Autumn, autumn, autumn – Oh I have missed you! I really do think it is time for this cozy and calm season, where long days out on the run are replaced with couch quality in front of the candlelights. This need for a change in season might be even more evident for me this year since I am buried in literature, report deadlines, expectations, frustrations, happiness, doubts and long days and night nailed to a chair with my nose buried deep in books. Yes…I have started my master, and yes, it is as everybody says, so much more demanding than anything you are used to. So those long indian summer night we have had seems a bit wasted on me, and I happily welcome the darker seasons suited to stay inside and be a nerd!
To accompany me on these autumn night I need something comforting, warming and filled with nutrients, which can be made with a blink of an eye. This dish; a stuffed hokkaido pumpkin baked in the oven, fulfil my needs. Besides being very tasty, it is easy to whip up, budget friendly, versatile and a great way to use leftovers. I have made my pumpkins with a portion of leftover classic bolognese, but next time I have some chicken or beef stew on hands I’ll try it too. I believe you can stuff it with whatever you want, but a juice portion of meat would be my preferred filling.
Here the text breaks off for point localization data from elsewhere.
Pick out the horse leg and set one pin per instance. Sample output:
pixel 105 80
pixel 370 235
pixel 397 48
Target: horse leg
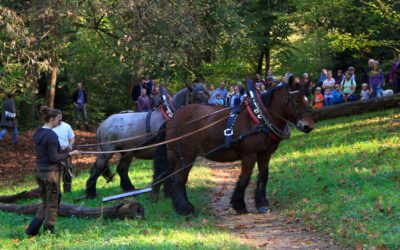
pixel 261 200
pixel 237 199
pixel 178 189
pixel 97 169
pixel 123 169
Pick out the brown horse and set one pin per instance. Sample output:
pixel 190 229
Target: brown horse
pixel 259 126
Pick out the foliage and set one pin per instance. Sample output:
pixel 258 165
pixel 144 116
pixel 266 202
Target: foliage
pixel 343 179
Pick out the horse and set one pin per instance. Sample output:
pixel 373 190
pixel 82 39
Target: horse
pixel 250 132
pixel 112 133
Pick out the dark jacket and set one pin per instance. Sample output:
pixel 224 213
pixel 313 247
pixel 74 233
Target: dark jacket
pixel 47 150
pixel 8 105
pixel 75 96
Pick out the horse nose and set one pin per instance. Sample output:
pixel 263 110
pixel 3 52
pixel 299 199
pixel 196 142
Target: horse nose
pixel 307 129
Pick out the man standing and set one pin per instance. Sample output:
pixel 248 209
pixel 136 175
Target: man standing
pixel 66 138
pixel 394 76
pixel 8 118
pixel 80 99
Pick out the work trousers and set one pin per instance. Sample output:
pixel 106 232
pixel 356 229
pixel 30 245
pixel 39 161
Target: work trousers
pixel 49 185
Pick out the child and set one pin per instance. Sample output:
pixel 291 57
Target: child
pixel 365 92
pixel 337 95
pixel 318 99
pixel 218 100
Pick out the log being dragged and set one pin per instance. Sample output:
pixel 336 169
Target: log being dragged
pixel 34 193
pixel 127 210
pixel 356 107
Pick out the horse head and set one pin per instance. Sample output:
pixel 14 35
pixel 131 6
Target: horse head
pixel 297 106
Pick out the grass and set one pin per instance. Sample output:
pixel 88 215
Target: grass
pixel 161 229
pixel 344 179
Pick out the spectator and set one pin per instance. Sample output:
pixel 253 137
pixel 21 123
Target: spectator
pixel 318 99
pixel 47 171
pixel 258 81
pixel 327 86
pixel 221 90
pixel 269 82
pixel 365 92
pixel 394 76
pixel 348 86
pixel 156 99
pixel 230 93
pixel 337 95
pixel 262 89
pixel 322 77
pixel 66 139
pixel 8 118
pixel 137 90
pixel 367 71
pixel 143 102
pixel 306 82
pixel 218 100
pixel 376 80
pixel 353 73
pixel 340 77
pixel 148 85
pixel 80 100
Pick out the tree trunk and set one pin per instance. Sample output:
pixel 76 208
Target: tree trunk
pixel 127 210
pixel 356 107
pixel 53 82
pixel 260 61
pixel 267 59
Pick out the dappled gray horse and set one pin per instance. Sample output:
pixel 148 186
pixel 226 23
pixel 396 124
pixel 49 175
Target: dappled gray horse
pixel 129 125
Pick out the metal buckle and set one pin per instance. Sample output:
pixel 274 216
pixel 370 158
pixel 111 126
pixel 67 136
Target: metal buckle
pixel 228 132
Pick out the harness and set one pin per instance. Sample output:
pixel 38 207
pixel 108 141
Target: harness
pixel 259 115
pixel 167 108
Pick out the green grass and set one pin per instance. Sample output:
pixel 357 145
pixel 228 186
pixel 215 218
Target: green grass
pixel 343 179
pixel 161 229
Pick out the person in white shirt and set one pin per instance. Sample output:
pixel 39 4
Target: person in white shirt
pixel 66 139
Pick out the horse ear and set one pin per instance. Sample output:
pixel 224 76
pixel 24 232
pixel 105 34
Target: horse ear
pixel 292 85
pixel 188 86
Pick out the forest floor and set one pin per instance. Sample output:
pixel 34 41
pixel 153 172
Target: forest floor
pixel 267 231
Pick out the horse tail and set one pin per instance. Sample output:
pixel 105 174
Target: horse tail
pixel 160 161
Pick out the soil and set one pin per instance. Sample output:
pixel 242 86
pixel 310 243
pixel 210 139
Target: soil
pixel 265 231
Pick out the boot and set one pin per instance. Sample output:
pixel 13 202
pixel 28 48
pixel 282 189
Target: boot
pixel 48 229
pixel 33 228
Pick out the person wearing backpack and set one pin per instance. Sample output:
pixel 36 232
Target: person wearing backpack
pixel 8 118
pixel 348 87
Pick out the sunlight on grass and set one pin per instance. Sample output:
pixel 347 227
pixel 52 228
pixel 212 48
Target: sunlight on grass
pixel 344 179
pixel 162 228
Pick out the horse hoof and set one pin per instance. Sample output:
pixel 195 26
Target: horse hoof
pixel 263 210
pixel 241 211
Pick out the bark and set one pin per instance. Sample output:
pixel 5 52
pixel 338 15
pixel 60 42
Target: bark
pixel 20 196
pixel 356 107
pixel 127 210
pixel 260 61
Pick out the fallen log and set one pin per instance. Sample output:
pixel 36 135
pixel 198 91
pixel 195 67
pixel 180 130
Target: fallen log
pixel 356 107
pixel 128 210
pixel 34 193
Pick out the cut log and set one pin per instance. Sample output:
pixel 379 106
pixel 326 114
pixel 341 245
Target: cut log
pixel 34 193
pixel 128 210
pixel 356 107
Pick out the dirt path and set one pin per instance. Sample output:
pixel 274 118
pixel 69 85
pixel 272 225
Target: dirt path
pixel 266 231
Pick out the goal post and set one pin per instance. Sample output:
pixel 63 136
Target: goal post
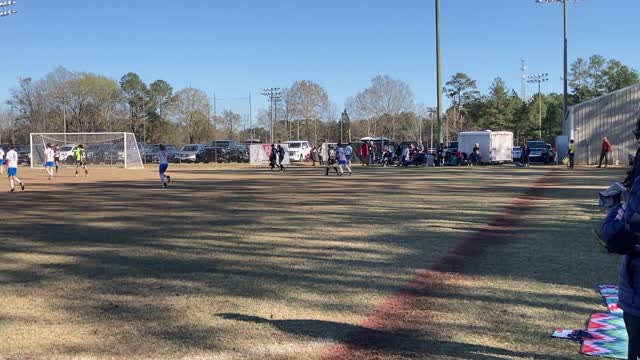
pixel 106 149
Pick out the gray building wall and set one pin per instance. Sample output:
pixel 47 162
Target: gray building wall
pixel 613 115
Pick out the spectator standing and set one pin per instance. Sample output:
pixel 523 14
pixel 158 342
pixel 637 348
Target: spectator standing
pixel 280 151
pixel 348 150
pixel 364 152
pixel 526 153
pixel 314 155
pixel 572 153
pixel 604 152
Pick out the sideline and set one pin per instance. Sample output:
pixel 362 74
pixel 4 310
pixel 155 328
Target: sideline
pixel 496 233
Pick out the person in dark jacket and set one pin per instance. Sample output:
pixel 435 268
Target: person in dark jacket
pixel 526 153
pixel 272 156
pixel 622 228
pixel 280 151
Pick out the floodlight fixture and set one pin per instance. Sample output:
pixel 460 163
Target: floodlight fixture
pixel 566 61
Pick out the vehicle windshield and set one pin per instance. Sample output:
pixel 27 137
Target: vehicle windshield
pixel 537 144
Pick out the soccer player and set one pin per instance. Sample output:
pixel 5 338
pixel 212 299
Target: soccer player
pixel 56 157
pixel 81 160
pixel 12 167
pixel 49 154
pixel 1 161
pixel 342 159
pixel 163 158
pixel 280 151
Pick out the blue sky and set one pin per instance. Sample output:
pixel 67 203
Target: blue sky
pixel 234 48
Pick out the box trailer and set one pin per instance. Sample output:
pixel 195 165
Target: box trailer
pixel 495 146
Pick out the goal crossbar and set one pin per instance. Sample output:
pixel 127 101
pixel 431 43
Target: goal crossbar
pixel 104 148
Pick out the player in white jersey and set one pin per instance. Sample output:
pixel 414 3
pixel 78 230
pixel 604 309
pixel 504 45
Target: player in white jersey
pixel 1 161
pixel 12 167
pixel 49 156
pixel 163 158
pixel 56 158
pixel 342 159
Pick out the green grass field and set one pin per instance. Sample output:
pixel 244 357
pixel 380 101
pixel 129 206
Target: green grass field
pixel 241 263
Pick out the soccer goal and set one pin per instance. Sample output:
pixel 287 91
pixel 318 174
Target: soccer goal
pixel 109 149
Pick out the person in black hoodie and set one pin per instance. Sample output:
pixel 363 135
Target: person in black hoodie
pixel 280 152
pixel 621 233
pixel 272 157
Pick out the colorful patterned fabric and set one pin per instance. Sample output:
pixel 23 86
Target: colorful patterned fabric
pixel 610 294
pixel 608 337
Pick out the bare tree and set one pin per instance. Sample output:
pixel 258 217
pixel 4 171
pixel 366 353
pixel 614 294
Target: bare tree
pixel 386 98
pixel 190 109
pixel 307 101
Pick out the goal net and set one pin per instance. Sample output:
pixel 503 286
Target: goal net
pixel 110 149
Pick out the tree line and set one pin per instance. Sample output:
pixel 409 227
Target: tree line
pixel 65 100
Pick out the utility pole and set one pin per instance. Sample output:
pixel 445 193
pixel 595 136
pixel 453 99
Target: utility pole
pixel 439 71
pixel 7 12
pixel 565 83
pixel 274 96
pixel 539 79
pixel 523 70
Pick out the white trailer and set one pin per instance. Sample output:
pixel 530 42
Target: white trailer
pixel 495 146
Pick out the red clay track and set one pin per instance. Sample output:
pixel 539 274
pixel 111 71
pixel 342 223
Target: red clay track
pixel 387 332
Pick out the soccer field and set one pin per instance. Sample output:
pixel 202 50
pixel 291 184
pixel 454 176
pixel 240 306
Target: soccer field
pixel 234 262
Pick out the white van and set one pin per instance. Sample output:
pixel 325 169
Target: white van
pixel 495 146
pixel 299 150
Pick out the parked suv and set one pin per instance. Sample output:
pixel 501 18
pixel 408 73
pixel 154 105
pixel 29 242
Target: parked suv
pixel 187 153
pixel 299 150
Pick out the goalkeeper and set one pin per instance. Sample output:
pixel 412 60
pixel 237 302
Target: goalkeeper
pixel 81 160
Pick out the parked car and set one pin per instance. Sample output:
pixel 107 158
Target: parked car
pixel 299 150
pixel 187 153
pixel 66 153
pixel 150 156
pixel 211 154
pixel 225 144
pixel 540 152
pixel 516 153
pixel 103 154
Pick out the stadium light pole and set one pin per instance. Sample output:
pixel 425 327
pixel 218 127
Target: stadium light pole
pixel 7 12
pixel 539 78
pixel 566 61
pixel 439 72
pixel 274 96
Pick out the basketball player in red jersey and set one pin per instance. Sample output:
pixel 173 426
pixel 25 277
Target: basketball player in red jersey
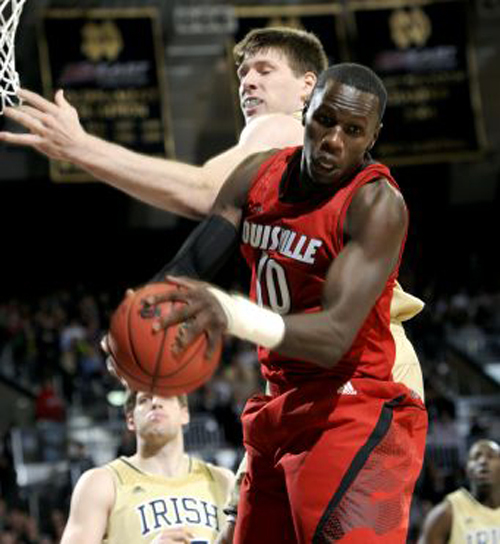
pixel 335 450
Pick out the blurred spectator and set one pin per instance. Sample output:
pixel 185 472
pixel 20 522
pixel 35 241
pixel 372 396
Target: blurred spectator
pixel 49 406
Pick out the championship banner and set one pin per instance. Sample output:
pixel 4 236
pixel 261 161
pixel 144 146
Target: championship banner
pixel 422 52
pixel 323 20
pixel 110 64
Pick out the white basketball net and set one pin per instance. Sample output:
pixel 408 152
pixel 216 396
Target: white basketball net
pixel 10 12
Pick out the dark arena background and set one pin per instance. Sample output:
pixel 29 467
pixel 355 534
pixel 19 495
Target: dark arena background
pixel 156 76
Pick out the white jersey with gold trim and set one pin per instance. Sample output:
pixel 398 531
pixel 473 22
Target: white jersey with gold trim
pixel 146 504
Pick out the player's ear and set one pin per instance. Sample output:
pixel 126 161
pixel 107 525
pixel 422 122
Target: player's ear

So join me in welcoming the golden (and bronze coloured) season and try this lovely and nutritious comfort food – I promise you it tastes even better when enjoyed on the couch in front of a candle light :)
Stuffed Hokkaido Pumpkin with a golden cheese layer
2 small/medium hokkaido pumpkins, or one large (approx. 1-1,5 kg in total)
1 portion (maybe around 3 cups / 750 g) of leftover stew or bolognese
200 g grated firm cheese, as prima donna, gouda or your favourite melty cheese
Preheat your oven to 175 ºC/350 ºF (fan). Cut your pumpkins into halves, remove the seeds and place them face up on a lined baking sheet. In order to make them balance you can cut away a little piece on the curvy side. Fill up your pumpkin with leftover stew or bolognese, top it with plenty of grated cheese, place on a lined baking sheet and bake in the oven for 45 min – 1 hour – until the pumpkin is soft and tender and the cheese is golden.
Serve the pumpkins with a dollop of cold yoghurt or creme fraiche and perhaps a little fresh and crispy salad.